Winter Weather History in Central Alabama


On the morning of January 17, 2013, a strong cold core upper level low pressure area moved east out of Mississippi and combined with deep Gulf of Mexico moisture.  This led to a quick burst of snow across areas north of I-20. Generally 1-3 inches of snow fell, with locally higher totals of 4-5 inches, which led to very hazardous roadway conditions and numerous traffic accidents occurred.

On February 9th, 2011, snowfall totals from a low pressure system from the gulf of Mexico ranged from 4 inches in Lamar county to trace amounts along the Interstate 85 corridor.

By daybreak on Monday, January 10th, 2011, areas north of Interstate 20 reported anywhere from 1 to 14 inches of snow with the heaviest totals near the Alabama-Tennessee state line.
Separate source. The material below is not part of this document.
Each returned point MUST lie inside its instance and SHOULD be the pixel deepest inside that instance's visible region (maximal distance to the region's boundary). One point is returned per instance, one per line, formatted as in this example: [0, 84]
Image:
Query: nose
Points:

Ice reports were as high as 0.50 inches in multiple counties south of Interstate 20.

Snowfall blanketed much of northern and central Alabama on December 25th, 2010.  Some locations saw the first White Christmas on record, while others just missed out on a White Christmas.

On March 1, 2009, snow blanketed central Alabama. Citizens as far south as Montgomery saw at least a dusting, but most everyone saw snowfall totals between 1 and 5 inches, with the heaviest totals around Auburn, where Lee county saw over 5 inches of snow.

Almost 3 years ago on January 19, 2008, snow fell across central Alabama. Areas from Demopolis to Selma to Clanton received 2 to 5 inches of snow. Areas as far north as Birmingham and south to Montgomery received up to one inch.

On January 28-29, 2005, an ice storm occurred across eastern Alabama. Ice accumulations of one quarter to one inch caused significant icing and widespread power outages across Randolph and Chambers counties. Much of the remainder of east Alabama received lighter ice amounts where power outages were less widespread and damage to trees was relatively minor. Light icing was reported as far west as Birmingham and Montgomery.

In March 1993, the storm of the century occurred. The state was held in the grip of record snowfall with more than a foot of snow across a wide portion of central Alabama. The snow completely paralyzed a large section of the state. Strong winds accompanied the heavy wet snow and this combination downed numerous trees and power lines. Many people were left without electrical service for several days. Heavy snowfall on March 12 and 13 was followed by a record breaking cold snap. Nearly all activity came to a complete halt in and around Birmingham, Anniston and Tuscaloosa for two full days until the snow began to melt and emergency equipment could begin to clear roadways. When the wintry precipitation and cold conditions subsided, 14 people had died and many more were injured. Property damage exceeded 50 million dollars and every square inch of Alabama had experienced measurable snow. During the winter storm, the American Red Cross in Alabama sheltered over 12000 people in 108 facilities and served over 36000 meals.

An outbreak of severe cold weather occurred December 22-25, 1989, killing five people in Alabama. Low temperatures for two consecutive nights dropped into the 0 to minus 5 degree range over the northern third of Alabama and into the single digits all the way to the Gulf Coast. Daytime high temperatures reached only into the teens. Brisk northerly winds created wind chills as low as minus 15 to minus 35 degrees below zero over north Alabama and zero to minus 15 in south Alabama.

At least 5 people perished in the extreme cold of January 19-22, 1985. This event re-established low temperature records over much of Alabama. This storm brought ice accumulations of up to one foot as reported in Lauderdale county. Bridges were coated with ice well into central Alabama and four people were killed in traffic accidents on icy roads.

One of the most tragic outbreaks of cold weather in Alabama history occurred January 10-18, 1982. Twenty people died and 300 were injured during this extremely cold weather. Sixteen thousand people were forced into emergency shelters and storm damage totaled some 78 million dollars.

The arctic outbreak of December 19-21, 1981, took the lives of at least two people in unheated homes and at least 17 people were injured by slipping and falling on ice.